Concerning muscle and bone parameters, a bias may still exist not to reveal possible differences between groups due to the small sample size (n = 5–6). However, significant changes were not detected by confocal analyses and high-resolution micro-CT imaging thus making significant changes of muscle and bone morphology induced by MIS housing unlikely. It remains an open question whether our battery of behaviour measures may be too stressful per se, or partly be the result of the animal re-accomodation to normal IVC cages during the post-experimental test phase rather than the result of the experimental housing conditions in IVCR or MIS cages. As pair housing will be the preferred protocol for later application of MIS (i.e., always two mice per MIS cage, either separated or not) in real spaceflight, possible effects of single housing (e.g., one mouse per MIS cage) on stress or behaviour following variable cage confinements were not evaluated.
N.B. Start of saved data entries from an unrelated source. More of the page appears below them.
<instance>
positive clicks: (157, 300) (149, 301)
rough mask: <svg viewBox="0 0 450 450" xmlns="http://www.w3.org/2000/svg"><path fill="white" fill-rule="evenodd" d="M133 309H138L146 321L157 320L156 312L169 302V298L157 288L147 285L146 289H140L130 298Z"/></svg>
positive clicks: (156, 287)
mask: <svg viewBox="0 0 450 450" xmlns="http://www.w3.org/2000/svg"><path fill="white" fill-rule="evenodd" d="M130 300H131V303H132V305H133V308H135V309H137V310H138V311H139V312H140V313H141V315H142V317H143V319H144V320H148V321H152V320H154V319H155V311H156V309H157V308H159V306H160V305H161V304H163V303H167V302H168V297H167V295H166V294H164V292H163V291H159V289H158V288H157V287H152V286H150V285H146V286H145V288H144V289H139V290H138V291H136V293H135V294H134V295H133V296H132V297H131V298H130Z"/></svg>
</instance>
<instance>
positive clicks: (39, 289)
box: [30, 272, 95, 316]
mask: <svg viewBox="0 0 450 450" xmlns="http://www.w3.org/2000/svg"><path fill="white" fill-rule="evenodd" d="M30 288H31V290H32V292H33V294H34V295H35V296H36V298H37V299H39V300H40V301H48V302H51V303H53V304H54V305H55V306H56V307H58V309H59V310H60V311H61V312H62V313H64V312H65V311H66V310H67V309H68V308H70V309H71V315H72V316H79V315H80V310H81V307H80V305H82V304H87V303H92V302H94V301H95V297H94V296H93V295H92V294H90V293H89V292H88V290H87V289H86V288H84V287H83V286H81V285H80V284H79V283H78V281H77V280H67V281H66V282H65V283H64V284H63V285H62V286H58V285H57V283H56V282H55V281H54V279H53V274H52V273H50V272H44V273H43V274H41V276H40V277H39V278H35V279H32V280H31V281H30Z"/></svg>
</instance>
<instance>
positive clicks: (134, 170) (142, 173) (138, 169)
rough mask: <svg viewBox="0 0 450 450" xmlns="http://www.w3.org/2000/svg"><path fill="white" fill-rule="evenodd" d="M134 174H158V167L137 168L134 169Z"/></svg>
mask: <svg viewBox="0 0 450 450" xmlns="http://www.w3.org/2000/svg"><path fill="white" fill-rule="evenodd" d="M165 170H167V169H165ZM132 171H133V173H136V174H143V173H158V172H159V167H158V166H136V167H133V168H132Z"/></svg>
In real microgravity both the MIS cage size and volume will be virtually increased, i.e., from 2-D to 3-D, as microgravity exposed “astromice” are challenged by more “floor area” (e.g., cage walls) than at 1 G (mostly one floor area used). In real spaceflight, an ultimate control would be to have “astromice” housed in a 1:1 MIS cage replica fixed to a short-arm centrifuge device simulating 1G (Earth gravity) during microgravity exposure on orbit. For logical reasons, ground-based testing of the MSRM1 (MIS) device did not include such controls.

Conclusion

The presented multidisciplinary biological measures provide compelling evidence that the MIS habitat will not, on its own, produce significant effects on mice that could confound interpretations of differences induced by other factors, such as conditions in Space. The MIS cage device therefore provides a good opportunity for an automated life support system for adequate mouse maintenance in spaceflight, allowing reliable multidisciplinary scientific inflight data recordings during short and medium-term spaceflights as well as postflight cellular and molecular analysis of various organs and tissues of wild-type versus genetically modified mouse models exposed to real microgravity on, e.g., biosatellites (BION) which, undoubtedly, would provide the most exciting final proof of our hypothesis in the near future. Apart from the more specialised field of microgravity research, the present findings should help to design future multidisciplinary protocols including unique housing conditions using wild-type or genetically modified mice for broader applications in many laboratories working in the fields of, e.g., neuromusculoskeletal research, neuroendocrinology, behaviour or neuroscience.